Jun. 22—OTTUMWA — Some residents acknowledged the efforts of Ottumwa City Council members, others were "seriously disappointed."

In the end, they came away without the one thing they wanted — change.

The council voted 4-1 Tuesday to approve the first reading of the revised animals ordinance to the city's code, which includes leaving the pit bull terrier as a dangerous animal. Council member Cara Galloway was the lone dissenting vote.

It is unlikely anything material will change for the second and third readings, and the ordinance will be adopted in July.

"I first want to applaud our council for considering stronger protections for animal welfare, and cracking down on irresponsible ownership and inhumane dangerous practices," professional dog trainer Melissa Childs told the council. "But, I want to point out these new regulations are going to require time and resources to enforce a key part of this ordinance that is just simply unenforceable."

The ordinance is the final product of an eight-month long process that started when the Coalition to End Ottumwa's Pit Bull Ban approached the council last November asking to lift the breed-specific language surrounding the dog. Public comment was frequent, emotions were charged at times and revisions were made.

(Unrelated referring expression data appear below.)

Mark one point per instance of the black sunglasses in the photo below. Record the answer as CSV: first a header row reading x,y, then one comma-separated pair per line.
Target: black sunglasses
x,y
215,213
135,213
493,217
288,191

In the end, the ordinance "will never be perfect because people that were not perfect wrote it," council member Marc Roe said in defending his vote to keep the ban in place.

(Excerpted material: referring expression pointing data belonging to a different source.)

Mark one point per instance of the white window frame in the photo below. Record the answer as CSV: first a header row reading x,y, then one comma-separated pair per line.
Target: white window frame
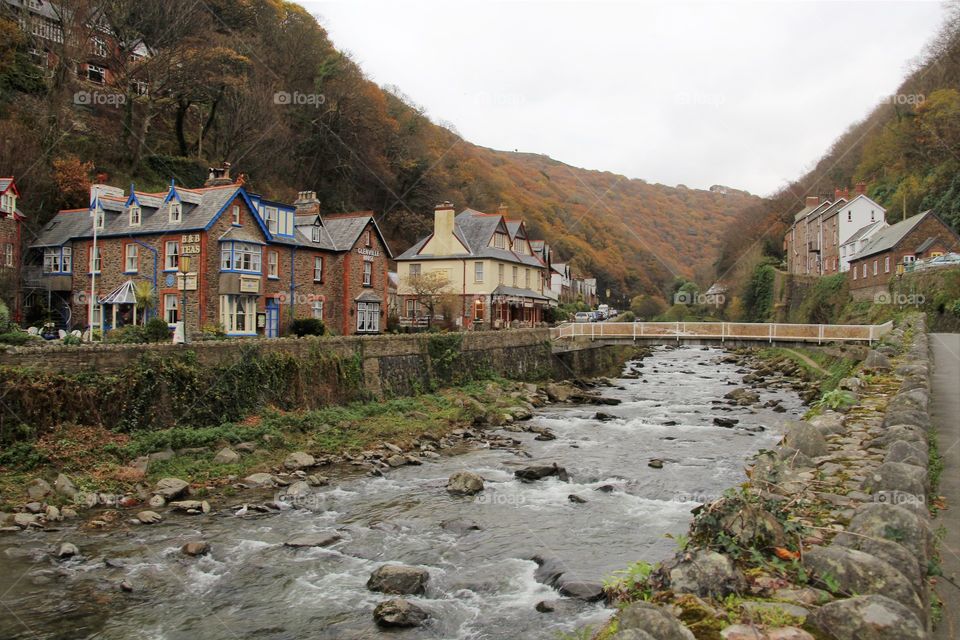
x,y
273,264
270,218
131,254
171,259
171,305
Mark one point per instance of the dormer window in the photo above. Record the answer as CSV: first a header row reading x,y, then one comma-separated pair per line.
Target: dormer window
x,y
8,203
270,216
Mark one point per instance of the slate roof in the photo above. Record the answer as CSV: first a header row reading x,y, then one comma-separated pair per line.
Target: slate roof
x,y
890,237
514,292
474,229
862,231
199,208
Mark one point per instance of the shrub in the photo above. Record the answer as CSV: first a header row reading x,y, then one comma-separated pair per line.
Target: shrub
x,y
307,327
129,334
156,330
16,338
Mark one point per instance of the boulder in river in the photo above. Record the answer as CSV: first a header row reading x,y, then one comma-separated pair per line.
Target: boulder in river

"It will always be an imperfect document that needs revision from time to time, and that's the beauty of government. We can come back, see that something is not working and adjust as necessary," he said.

The ordinance redefines "pit bull terrier" based on three different dog breeds carrying characteristics associated with the American Kennel Club and United Kennel Club. It also establishes simple misdemeanors for violations, and creates new language for guidelines regarding tethering.

While some residents cited the improvement, Shannon Murphy, one of the spokepersons for the coalition, was not impressed.

"I understand your concerns, but I personally feel like the group of us has tried to address every pinpoint issues that you would have for repealing this ban," she said. "And you're not meeting us even halfway. I always said BSL is bull— language. Let's make it fair. I'm seriously disappointed with the revision that's been presented."

Galloway wanted changes made to the ordinance that was presented to the council in May, and the item was tabled until those revisions could be made. She also expressed some interest in moving the dog into a new "high risk" category, which would have lifted the ban in exchange for strict guidelines for owners to follow.

"I do think we need to start being forward-thinking on this issue. We need to start working with people who own pit bulls or want to own pit bulls," Galloway said. "We can't stop the conversation here. It needs to continue. This is still an emotional issue, but we need to figure out how to have pit bulls in Ottumwa, because they're already here."

Because the dog is already illegally in the city, Roe said he had no reason to believe dog owners would start obeying a law if changes were made.

"We're not doing ourselves any favors right now by changing the rules and allowing people who have already said, 'We will not obey the law.' We put conditions in place that will allow people to openly not obey the law, and that makes absolutely no sense," he said. "Every council I have sat on has been publicly chastised for making laws that nobody can enforce and nobody will follow.

"Does the city want us to just step back and say, 'We're not going to make rules that are enforceable?' If that's the case, what do we need a city council for to begin with?" Roe added. "If this rule gets changed, and a pit bull bites and kills a baby, kills an elderly person, it isn't the people who fought for this change that's going to be blamed for that. It's us that gets the blame for that, and I want to be able to sleep at night."

Childs said the ordinance comes down to enforcement.

"I'm not asking you to ignore the fact that pit bulls are powerful dogs," she said. "I'm proposing you hold on to a new and enforceable standard of responsible dog ownership instead of perpetuating a lawn that cannot be consistently enforced. Use our city resources wisely and hold all dog owners responsible for dog care and behavior."

In other business:

—Mayor Rick Johnson presented Collins Clingman with a framed certificate for participating in the Special Olympics in Florida earlier this month. Clingman won gold and bronze medals at the event, and has been competing in the Special Olympics since he was 8.

—The council voted to increase by 5 percentage points the portion of the city's hotel/motel tax revenue to Meet Ottumwa. The organization will now earn 40% of the revenue as a result of doing most of the marketing for itself as well as the Bridge View Center and The Beach Ottumwa. All three receive hotel/motel tax revenue.